= Sheila Keetharuth =

Mauritius human rights defender

Sheila B. Keetharuth is a Mauritius broadcaster and human rights activist who served as United Nations Special Rapporteur on the situation of human rights in Eritrea. She is the Vice-President AAIL (East Africa), She was awarded the Madrid Bar Association Medal of Honor for her human rights work in Africa.

== Education ==
Keetharuth graduated from University of Buckingham, UK with a law degree and a master’s degree in International Human Rights Law and Civil Liberties from University of Leicester, UK and was called to the Mauritius Bar in January 1997. She studied International Relations and Law at the University of Oxford between 1989 and 1990.

== Career ==
Keetharuth had a career in broadcasting and worked with the Programme Exchange Centre of the Union of Radio and Television Organisations of Africa (URTNA-PEC), Nairobi, Kenya, and with the Mauritius Broadcasting Corporation (MBC).

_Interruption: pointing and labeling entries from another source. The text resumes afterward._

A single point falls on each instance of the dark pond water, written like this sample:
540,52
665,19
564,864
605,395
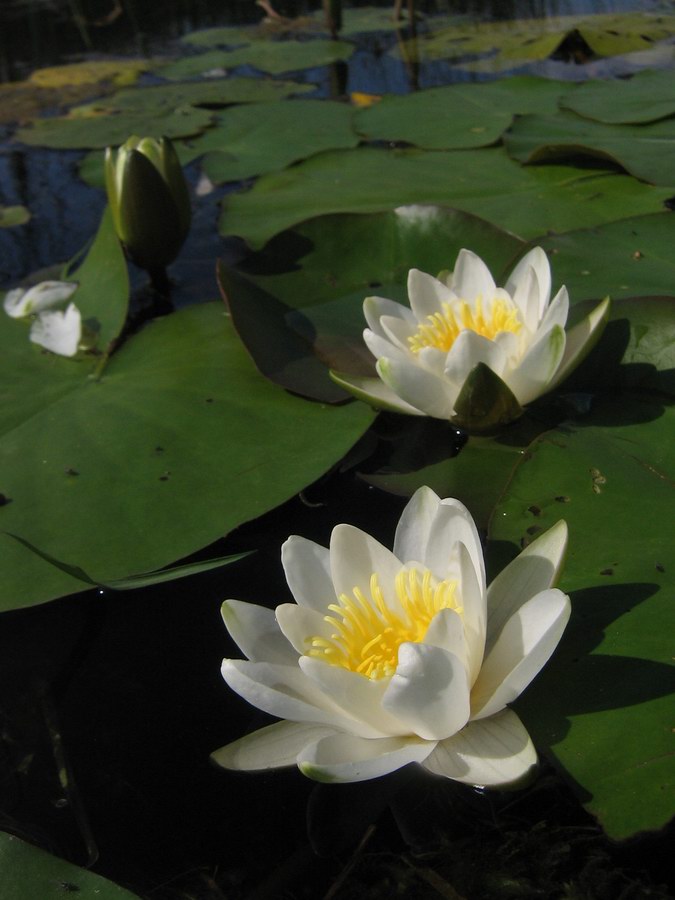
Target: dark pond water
132,683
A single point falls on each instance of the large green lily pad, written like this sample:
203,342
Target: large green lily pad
457,116
180,441
601,706
646,97
29,872
274,57
527,201
646,151
250,140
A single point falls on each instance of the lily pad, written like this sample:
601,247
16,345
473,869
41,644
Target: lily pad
527,201
13,215
156,459
601,706
646,97
120,72
458,116
29,872
645,151
274,57
250,140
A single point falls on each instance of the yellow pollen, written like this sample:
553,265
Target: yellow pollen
368,633
443,328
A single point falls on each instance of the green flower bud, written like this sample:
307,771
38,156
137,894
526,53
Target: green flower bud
149,200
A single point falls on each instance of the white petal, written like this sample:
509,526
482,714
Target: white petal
581,339
354,557
523,647
345,758
374,392
429,693
420,388
376,307
256,633
487,753
468,350
537,260
57,331
19,302
299,624
536,371
287,693
535,569
271,747
359,697
414,526
426,294
307,568
471,277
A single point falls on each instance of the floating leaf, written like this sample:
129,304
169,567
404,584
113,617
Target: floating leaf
250,140
274,57
646,151
601,705
29,872
13,215
120,72
458,116
526,201
645,97
179,442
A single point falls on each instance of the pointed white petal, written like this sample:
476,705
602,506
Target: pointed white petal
307,569
354,557
487,753
426,294
429,693
536,371
20,302
376,307
523,647
359,697
272,747
256,633
469,349
345,758
537,260
414,526
535,569
580,341
287,693
57,331
374,392
471,277
418,387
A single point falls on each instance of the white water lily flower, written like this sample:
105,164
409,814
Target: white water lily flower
58,331
389,658
426,354
21,302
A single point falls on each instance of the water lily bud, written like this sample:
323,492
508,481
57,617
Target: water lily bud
149,200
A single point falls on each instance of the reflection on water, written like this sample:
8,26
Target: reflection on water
35,33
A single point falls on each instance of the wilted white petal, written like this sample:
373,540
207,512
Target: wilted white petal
255,631
20,302
487,753
272,747
429,693
345,758
523,647
57,331
307,569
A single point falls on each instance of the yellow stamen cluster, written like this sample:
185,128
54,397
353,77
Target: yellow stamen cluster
368,633
442,329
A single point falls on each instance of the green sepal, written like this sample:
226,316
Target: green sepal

She was Vice-President AAIL (East Africa) and was the Executive Director of the Institute for Human Rights and Development in Africa (IHRDA), a Pan-African Non-governmental organization based in Banjul, The Gambia. In 2002, she joined Amnesty International as a Researcher in its Africa Regional Office in Kampala, Uganda and served as the Interim Head of Office until December 2005.